Oily end to leaf cuticle and algal walls

Through a process involving heat, pressure and millennia, a menagerie of carbohydrates from ancient plants and animals ultimately became natural gas and petroleum. Scientists still don't understand the intricacies of the process, nor do they know specifically which ancient molecules rearranged into these fuels -- which in more recent times have spawned economic growth and international session.

At least part of crude oil -- the portion comprising long carbon chains -- may derive from a previously unrecognized class of large, degradation-resistant biological molecules present in the cell walls of certain algae and in the protective coating, or cuticle, of many plant leaves. That's the conclusion of Erik W. Tegelaar and his colleagues at Delft University of Technology in the Netherlands. They compared these biomacromolecules with oil's solic molecular precursor, known as kerogen -- an insoluble and varied mix of mostly huge and complex hydrocarbon molecules that makes up the largest reservoir of organic material on Earth.

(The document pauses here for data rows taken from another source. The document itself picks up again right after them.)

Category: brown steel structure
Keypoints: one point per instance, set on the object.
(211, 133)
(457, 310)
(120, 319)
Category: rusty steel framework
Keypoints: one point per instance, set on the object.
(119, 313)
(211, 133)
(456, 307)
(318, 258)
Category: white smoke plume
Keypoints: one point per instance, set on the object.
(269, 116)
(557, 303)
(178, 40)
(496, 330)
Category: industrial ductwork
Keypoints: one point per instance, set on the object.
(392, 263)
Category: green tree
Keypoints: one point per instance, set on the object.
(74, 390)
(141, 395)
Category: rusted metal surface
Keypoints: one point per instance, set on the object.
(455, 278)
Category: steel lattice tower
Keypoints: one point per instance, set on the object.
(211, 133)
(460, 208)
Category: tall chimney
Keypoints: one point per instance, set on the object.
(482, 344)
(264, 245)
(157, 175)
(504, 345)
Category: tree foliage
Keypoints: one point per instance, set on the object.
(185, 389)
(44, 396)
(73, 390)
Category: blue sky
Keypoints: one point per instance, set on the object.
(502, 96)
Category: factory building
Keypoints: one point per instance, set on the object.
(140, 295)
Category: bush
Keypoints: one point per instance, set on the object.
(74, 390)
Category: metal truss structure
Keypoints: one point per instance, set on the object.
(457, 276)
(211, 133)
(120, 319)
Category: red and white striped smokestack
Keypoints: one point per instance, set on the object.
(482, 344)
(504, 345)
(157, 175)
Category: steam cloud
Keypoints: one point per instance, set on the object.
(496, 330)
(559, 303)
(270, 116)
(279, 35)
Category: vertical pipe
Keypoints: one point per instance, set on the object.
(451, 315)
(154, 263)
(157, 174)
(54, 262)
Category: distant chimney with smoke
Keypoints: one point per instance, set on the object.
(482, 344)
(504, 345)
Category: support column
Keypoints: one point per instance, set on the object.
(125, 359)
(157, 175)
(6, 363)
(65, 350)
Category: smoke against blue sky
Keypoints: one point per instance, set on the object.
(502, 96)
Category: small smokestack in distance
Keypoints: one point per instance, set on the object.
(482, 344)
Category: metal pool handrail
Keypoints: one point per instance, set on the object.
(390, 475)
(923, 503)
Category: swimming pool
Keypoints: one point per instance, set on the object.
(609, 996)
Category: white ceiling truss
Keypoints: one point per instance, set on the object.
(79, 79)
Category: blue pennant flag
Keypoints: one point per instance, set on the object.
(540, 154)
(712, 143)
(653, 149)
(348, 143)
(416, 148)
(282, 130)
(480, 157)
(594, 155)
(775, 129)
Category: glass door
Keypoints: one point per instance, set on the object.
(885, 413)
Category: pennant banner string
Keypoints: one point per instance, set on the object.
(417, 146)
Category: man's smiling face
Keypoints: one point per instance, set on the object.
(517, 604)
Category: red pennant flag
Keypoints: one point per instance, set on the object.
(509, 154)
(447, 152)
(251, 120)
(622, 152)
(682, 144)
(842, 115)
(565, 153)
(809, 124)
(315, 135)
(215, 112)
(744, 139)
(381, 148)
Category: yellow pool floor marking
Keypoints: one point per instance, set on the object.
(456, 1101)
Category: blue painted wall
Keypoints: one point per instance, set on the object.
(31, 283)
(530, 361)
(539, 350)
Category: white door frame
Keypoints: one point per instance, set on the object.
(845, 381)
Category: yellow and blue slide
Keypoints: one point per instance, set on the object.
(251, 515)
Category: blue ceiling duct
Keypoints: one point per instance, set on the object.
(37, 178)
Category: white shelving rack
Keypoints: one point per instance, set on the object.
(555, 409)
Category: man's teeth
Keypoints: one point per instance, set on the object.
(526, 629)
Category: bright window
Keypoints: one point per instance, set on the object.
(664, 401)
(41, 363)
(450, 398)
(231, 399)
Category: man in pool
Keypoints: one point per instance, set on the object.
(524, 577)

When the researchers break up the large kerogen molecules by heating them and then analyze the molecular weights of the fragments with a mass spectrometer, they find fragment patterns that closely match the patterns from the leaf-and alga-derived macromolecules. The same cuticle molecules represent perhaps 1 percent of a living leaf but nearly all of the remaining material in fossil leaves, Tegelaar says. In addition, the researchers find the algal molecules--called algaenans--in living algae and in oil shale.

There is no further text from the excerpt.